Preparation of gelatin-based skin simulant

Skin simulant samples were prepared using a gelatin/glycerol mixture (weight ratio 3.5/6.5) using gelatin from porcine skin for microbiology with a Bloom strength of 180 (Sigma Aldrich Cat. No. 48722) and glycerol for molecular biology (Fisher Scientific Cat. No. BP2291). These methods follow those described previously in the literature.25 Deionized water and glycerol were independently warmed to ∼55°C. Gelatin powder was added to the warmed deionized water to produce a 10% (w/w) solution. Appropriate amounts of the 10% gelatin solution and glycerol were combined to achieve the 3.5/6.5 gel/gly weight ratio. The mixture was stirred and degassed for 5 min at ∼55°C, and subsequently poured into Petri dishes to cool and dry in a chemical hood for 72 hours at ambient conditions. Each gelatin preparation was then peeled, flipped, and allowed to dry for another day in the chemical hood. Circular samples (∼12 mm diameter and ∼5 mm thickness) of the prepared skin simulant were then mounted onto glass microscope slides for each jetting experiment.

Harvesting of animal skin

Animal subjects and veterinary expertise were provided by PMI - Preclinical Medevice Innovations. The method for harvesting skin samples follows those described previously in literature.30 Skin samples from porcine and murine subjects were collected within 2 hours post-euthanasia. Excised porcine skin was obtained from the abdominal skin area lateral to the mammary glands of a given Yorkshire pig (weight range 80 – 90 kg). Murine skin was obtained from dorsal and ventral areas of balb/c mice (approx. 6 weeks old). In each case, depilatory cream (Nair) was applied to the described areas for 10–15 min followed by a thorough rinsing and cleaning with warm, damp wipes to remove all residual depilatory cream. Sharp or abrasive tools were avoided during this process in order to limit damage to the skin. The importance of stretching skin samples to original dimensions in ex vivo ejection studies was highlighted previously.38 Here, to replicate live skin tension in both murine and porcine skin samples a surgical marking pen was used to trace a pre-measured template directly on the skin so that the samples could be stretched to the appropriate original dimensions during subsequent jetting experiments. Skin was cut and underlying fat, if present, was removed using a surgical scalpel. Skin pieces were rinsed and moistened with phosphate buffered saline and stored in a cool environment to be used for ejection experiments within a few hours.

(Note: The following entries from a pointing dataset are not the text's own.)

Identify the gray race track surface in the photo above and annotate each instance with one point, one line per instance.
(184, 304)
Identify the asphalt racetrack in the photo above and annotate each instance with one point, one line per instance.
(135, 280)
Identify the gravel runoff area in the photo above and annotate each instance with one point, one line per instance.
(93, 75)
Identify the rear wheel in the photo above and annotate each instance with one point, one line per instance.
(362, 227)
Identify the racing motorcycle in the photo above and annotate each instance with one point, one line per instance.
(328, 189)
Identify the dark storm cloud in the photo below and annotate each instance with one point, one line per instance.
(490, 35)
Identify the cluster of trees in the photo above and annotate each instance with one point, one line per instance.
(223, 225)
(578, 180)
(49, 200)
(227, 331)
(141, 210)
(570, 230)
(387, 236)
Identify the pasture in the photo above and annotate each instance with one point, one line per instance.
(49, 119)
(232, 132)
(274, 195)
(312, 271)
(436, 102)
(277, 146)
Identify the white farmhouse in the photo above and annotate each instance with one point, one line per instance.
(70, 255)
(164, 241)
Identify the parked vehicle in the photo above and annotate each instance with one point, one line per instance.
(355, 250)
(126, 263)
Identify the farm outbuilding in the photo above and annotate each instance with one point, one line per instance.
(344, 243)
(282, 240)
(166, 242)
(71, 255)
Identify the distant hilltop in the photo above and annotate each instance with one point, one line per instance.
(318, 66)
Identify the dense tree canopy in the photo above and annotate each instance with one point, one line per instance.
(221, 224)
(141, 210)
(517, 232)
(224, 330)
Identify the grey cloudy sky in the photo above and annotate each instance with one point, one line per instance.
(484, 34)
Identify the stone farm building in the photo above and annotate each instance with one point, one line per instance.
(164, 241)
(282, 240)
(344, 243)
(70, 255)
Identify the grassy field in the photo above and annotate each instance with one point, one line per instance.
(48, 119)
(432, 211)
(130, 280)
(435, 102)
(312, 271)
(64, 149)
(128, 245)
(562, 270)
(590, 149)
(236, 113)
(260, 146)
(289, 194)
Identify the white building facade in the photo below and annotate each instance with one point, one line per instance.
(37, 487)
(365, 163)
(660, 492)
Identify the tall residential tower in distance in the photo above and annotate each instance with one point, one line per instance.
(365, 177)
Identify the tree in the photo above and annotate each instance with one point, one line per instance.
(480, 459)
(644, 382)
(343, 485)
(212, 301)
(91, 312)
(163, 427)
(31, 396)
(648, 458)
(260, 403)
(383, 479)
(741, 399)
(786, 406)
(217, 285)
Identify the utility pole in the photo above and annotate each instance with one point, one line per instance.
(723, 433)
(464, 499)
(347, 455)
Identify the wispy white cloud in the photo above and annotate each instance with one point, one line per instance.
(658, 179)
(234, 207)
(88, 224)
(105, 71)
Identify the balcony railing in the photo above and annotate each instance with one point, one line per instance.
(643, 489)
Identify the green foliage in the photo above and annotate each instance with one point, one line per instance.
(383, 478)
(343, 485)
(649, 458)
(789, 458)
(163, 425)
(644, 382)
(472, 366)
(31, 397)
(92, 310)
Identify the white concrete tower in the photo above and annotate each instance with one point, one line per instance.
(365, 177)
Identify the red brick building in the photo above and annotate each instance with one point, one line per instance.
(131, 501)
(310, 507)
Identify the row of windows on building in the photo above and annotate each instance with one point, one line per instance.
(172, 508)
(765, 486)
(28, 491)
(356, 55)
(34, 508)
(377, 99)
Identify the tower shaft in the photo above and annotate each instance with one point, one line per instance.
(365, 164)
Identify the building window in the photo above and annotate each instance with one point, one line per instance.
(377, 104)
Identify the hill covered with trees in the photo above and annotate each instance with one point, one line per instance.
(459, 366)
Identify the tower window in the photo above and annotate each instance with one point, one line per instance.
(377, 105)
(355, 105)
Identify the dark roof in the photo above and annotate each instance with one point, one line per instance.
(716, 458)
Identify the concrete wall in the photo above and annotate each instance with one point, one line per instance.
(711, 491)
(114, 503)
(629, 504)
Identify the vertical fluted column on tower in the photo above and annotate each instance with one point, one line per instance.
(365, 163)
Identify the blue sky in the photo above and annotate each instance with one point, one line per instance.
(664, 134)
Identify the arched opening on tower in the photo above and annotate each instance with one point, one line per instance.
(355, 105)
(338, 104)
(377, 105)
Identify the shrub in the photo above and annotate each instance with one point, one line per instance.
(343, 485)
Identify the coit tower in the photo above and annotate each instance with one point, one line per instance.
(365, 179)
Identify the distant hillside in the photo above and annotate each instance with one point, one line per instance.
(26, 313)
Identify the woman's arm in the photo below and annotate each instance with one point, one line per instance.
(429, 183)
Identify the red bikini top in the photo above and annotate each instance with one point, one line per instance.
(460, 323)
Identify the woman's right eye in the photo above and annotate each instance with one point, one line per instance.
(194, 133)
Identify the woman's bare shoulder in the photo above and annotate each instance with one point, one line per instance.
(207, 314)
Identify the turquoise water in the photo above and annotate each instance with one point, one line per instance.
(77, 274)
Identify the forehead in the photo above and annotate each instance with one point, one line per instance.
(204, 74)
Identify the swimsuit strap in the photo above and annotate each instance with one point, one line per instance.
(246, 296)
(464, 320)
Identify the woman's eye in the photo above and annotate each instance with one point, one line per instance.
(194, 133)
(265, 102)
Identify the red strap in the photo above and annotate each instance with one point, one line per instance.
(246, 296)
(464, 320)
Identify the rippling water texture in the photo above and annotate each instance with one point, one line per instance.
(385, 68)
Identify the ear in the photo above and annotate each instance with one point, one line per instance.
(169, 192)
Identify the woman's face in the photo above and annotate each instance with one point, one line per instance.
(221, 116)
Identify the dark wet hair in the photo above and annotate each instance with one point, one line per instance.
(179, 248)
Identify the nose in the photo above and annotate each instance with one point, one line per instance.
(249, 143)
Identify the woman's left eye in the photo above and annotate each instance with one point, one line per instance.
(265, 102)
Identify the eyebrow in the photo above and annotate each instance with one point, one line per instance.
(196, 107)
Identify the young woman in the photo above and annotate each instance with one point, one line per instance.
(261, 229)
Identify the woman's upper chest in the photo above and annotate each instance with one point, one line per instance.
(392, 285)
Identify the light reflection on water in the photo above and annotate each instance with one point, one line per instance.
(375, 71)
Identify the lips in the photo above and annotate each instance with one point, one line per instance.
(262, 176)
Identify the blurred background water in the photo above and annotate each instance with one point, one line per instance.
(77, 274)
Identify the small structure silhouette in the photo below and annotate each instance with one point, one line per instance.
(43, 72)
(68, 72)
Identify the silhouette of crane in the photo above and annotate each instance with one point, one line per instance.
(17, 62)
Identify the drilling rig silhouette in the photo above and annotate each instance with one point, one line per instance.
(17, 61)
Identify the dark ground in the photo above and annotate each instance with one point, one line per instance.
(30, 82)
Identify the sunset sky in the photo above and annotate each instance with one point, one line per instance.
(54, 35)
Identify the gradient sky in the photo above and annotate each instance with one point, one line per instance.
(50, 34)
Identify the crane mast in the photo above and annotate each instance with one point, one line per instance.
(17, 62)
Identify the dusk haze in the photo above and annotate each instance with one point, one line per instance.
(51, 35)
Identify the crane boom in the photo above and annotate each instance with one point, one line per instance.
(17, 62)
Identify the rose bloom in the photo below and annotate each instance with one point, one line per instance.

Jetting of payload particles

Three different types of payload particles were ejected from devices: pDNA-coated gold particles (prepared in-house), 1 µm average diameter tungsten particles (Noah Technologies Corporation Cat. No. 17128), and polystyrene-based particles from a custom formulation obtained from XRCC (Xerox Research Center of Canada). Devices were oriented such that particles would be jetted along a horizontal axis toward a target substrate mounted perpendicular to the jetting direction, approximately 1 mm from the nozzle exit. Either the prepared skin simulant or harvested skin served as the target substrate. Controlled duration of pressurized helium or air at selected pressures was introduced into the device to entrain and propel the payload toward the target substrate.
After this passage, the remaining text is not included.